Segundo estudo da WGSN, a chamada “pobreza de tempo” tem influenciado as decisões de consumo e estilo de vida, impulsionando uma demanda crescente por soluções que tragam conveniência real, capaz de liberar tempo e reduzir a sobrecarga mental.
Esse movimento se intensifica à medida que cresce o desejo de se libertar de rotinas exaustivas e agendas sempre cheias. A busca por praticidade passa a ser seletiva: não se trata apenas de facilitar tarefas, mas de recuperar espaço para o descanso e para experiências significativas.
A reação a um cotidiano hiperconectado também ganha força. Muitos millennials têm adotado limites digitais mais claros dentro de casa, incentivando momentos de desconexão e reduzindo a pressão por monitoramento constante.
“O tédio passa a ser respeitado como uma necessidade, não como um vazio a ser preenchido e optar por não monitorar treinos ou não postar conteúdos de férias se torna o novo sinal de status. Apoie a construção de limites digitais sustentáveis para toda a família e fortaleça a confiança com padrões rigorosos de privacidade”, diz o estudo.

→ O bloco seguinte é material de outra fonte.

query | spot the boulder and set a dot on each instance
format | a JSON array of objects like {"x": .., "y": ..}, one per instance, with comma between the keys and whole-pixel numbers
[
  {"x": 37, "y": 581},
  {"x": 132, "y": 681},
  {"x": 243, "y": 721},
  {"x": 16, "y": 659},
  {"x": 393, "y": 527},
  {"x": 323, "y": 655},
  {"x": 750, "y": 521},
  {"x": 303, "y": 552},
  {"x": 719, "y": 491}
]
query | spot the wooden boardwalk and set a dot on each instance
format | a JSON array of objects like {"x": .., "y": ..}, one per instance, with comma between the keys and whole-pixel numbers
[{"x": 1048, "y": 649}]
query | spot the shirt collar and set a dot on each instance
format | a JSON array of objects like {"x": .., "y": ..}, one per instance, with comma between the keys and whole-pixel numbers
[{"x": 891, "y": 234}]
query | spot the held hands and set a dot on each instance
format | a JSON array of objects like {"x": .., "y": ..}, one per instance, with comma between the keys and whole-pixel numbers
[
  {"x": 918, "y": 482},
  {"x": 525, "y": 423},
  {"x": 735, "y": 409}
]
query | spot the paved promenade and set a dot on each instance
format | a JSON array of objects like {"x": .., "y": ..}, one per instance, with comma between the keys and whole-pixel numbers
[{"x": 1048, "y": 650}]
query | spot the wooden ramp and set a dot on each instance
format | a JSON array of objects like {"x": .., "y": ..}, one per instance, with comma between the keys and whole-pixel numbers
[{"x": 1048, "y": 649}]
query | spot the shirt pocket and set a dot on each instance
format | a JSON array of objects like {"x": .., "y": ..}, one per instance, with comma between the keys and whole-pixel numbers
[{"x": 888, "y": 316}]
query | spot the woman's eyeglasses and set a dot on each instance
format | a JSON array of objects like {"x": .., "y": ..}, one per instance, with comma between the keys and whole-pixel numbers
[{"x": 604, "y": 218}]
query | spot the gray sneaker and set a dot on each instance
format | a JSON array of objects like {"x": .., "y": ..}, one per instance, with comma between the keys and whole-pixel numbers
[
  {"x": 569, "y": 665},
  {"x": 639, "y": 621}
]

A conveniência deixa de ser prioridade em todas as situações. Muitos millennials passaram a perceber que tornar tudo rápido e automático demais pode tirar o valor e o significado de algumas experiências. Por isso, eles fazem escolhas mais seletivas: buscam agilidade no que toma tempo, como entregas, devoluções e produtos multifuncionais, mas aceitam processos mais lentos em atividades que consideram importantes. Esse comportamento, conhecido como “friction-maxxing”, mostra a tentativa de equilibrar praticidade e propósito.
Com cerca de 1,7 bilhão de pessoas no mundo e renda coletiva projetada para ultrapassar US$ 4 trilhões até 2030, os millennials seguem como um dos grupos mais influentes no consumo global.